Clients take a dim view despite agencies’ investment in talent and services
(ADWEEK) Traditional agencies are continuing to invest in digital talent and services but, based on a new survey from RSW/US, clients aren’t that impressed with the results.
Ask to rate their traditional agency’s digital skills on a scale of 1 to 10 — with 1 equating to “poor” and 10 meaning “excellent” — only 3 percent of the 277 client executives polled chose excellent, and almost half – 47 percent — ranked their shops between 1 and 5.
The finding in the latest study, “A Client’s Perspective on Agencies,” mirrored that of a September RSW/US report, which illustrated a disconnect between how clients and agencies view their skills in social media.

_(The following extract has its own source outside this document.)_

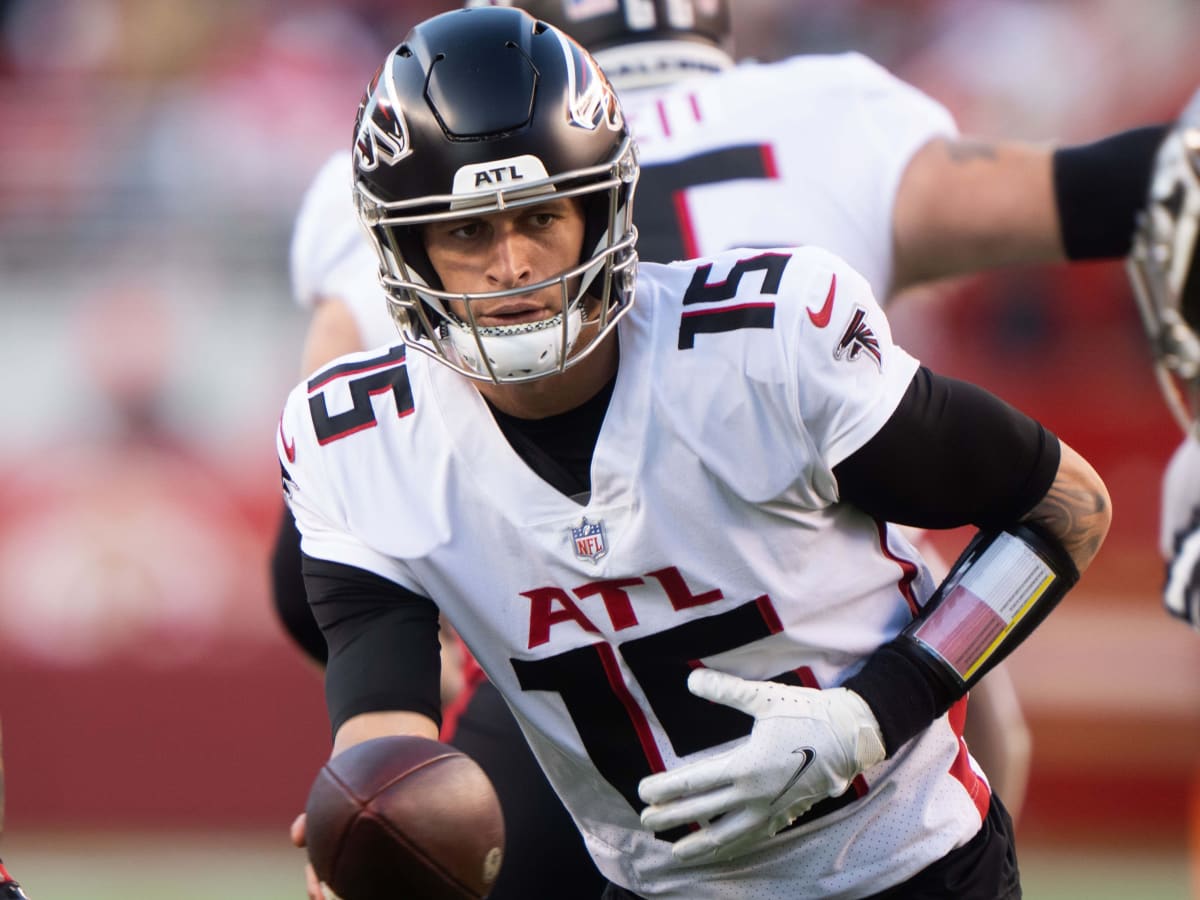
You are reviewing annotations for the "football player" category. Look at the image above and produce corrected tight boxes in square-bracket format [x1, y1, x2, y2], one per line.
[1127, 86, 1200, 629]
[274, 0, 1180, 898]
[277, 8, 1110, 900]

In the previous report, less than half of the client respondents agreed that they are “cutting edge” in the use of social media, compared to more than three-quarters of the respondents from public relations agencies and two-thirds from ad agencies.

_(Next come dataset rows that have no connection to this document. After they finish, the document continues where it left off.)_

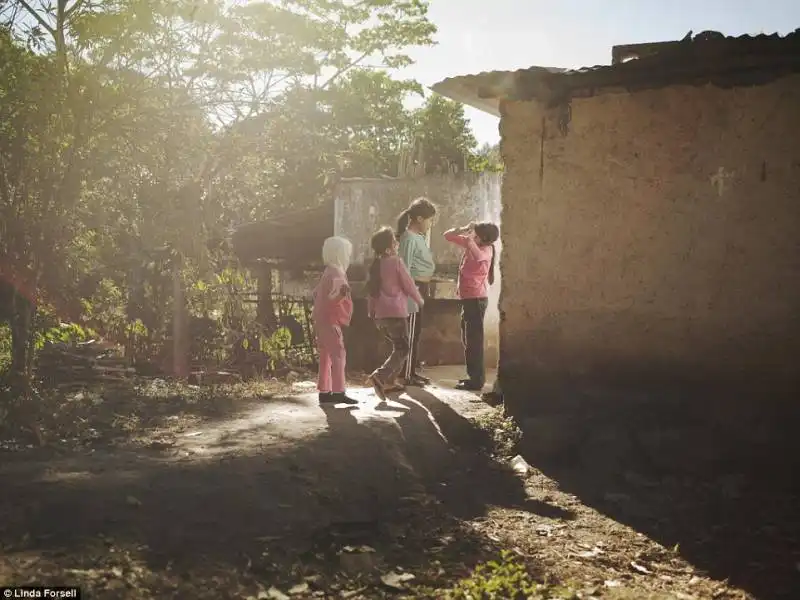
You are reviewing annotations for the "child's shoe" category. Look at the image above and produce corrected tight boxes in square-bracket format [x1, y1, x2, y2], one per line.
[330, 392, 358, 404]
[367, 373, 386, 402]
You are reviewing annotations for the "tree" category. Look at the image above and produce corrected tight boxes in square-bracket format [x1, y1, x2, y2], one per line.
[0, 0, 444, 384]
[414, 94, 478, 173]
[470, 143, 503, 173]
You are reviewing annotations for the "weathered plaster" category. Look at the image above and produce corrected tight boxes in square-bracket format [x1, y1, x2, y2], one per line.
[500, 76, 800, 413]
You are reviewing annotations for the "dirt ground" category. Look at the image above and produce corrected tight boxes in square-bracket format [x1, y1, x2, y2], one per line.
[0, 369, 800, 600]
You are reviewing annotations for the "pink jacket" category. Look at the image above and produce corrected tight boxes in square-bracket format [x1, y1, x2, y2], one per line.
[313, 266, 353, 326]
[367, 256, 423, 319]
[444, 233, 494, 300]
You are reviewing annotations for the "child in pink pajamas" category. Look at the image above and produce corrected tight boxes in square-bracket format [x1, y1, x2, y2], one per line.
[312, 237, 358, 404]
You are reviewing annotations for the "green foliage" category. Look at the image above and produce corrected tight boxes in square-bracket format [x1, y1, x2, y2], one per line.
[0, 0, 484, 380]
[472, 407, 522, 458]
[0, 323, 11, 374]
[417, 550, 579, 600]
[414, 94, 478, 173]
[261, 327, 292, 369]
[469, 144, 504, 173]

Based on both reports, agency rhetoric about digital skills appears to be ahead of reality, said Mark Sneider, president of RSW/US, a Cincinnati-based consultancy that helps agencies hone their new business development efforts.
“Simply doing social and digital, such as creating Facebook accounts and developing banner ads, isn’t going to be enough as marketers get hungrier for better direction — and results — in the digital/social world,” Sneider said. “The agency that can help clients understand how to use social/digital and how to integrate these [media] effectively into more traditional initiatives will, in the end, win the day.”
RSW/US’s latest survey also further quantifies the shift in client marketing dollars toward digital and away from traditional media. Ask what percentage of their total marketing spend has shifted from the traditional to digital realm in the past three years, 27 percent of the respondents said 30 percent and another 39 percent said anywhere between 40 and 90 percent.
And while many clients shifting to digital say it’s because they’re following the consumers, clearly they’re also looking to cut marketing costs. Ask how much of a factor cost was in their hiring of a digital shop in the past year, 56 percent said it was important to very important. Only 12 percent said it was not a factor at all.
The respondents came from some 200 companies, including Nestle, Pfizer, Kraft Foods, Colgate-Palmolive, Hilton and Harrah’s. The survey, which was conducted online in January, consisted of 23 questions.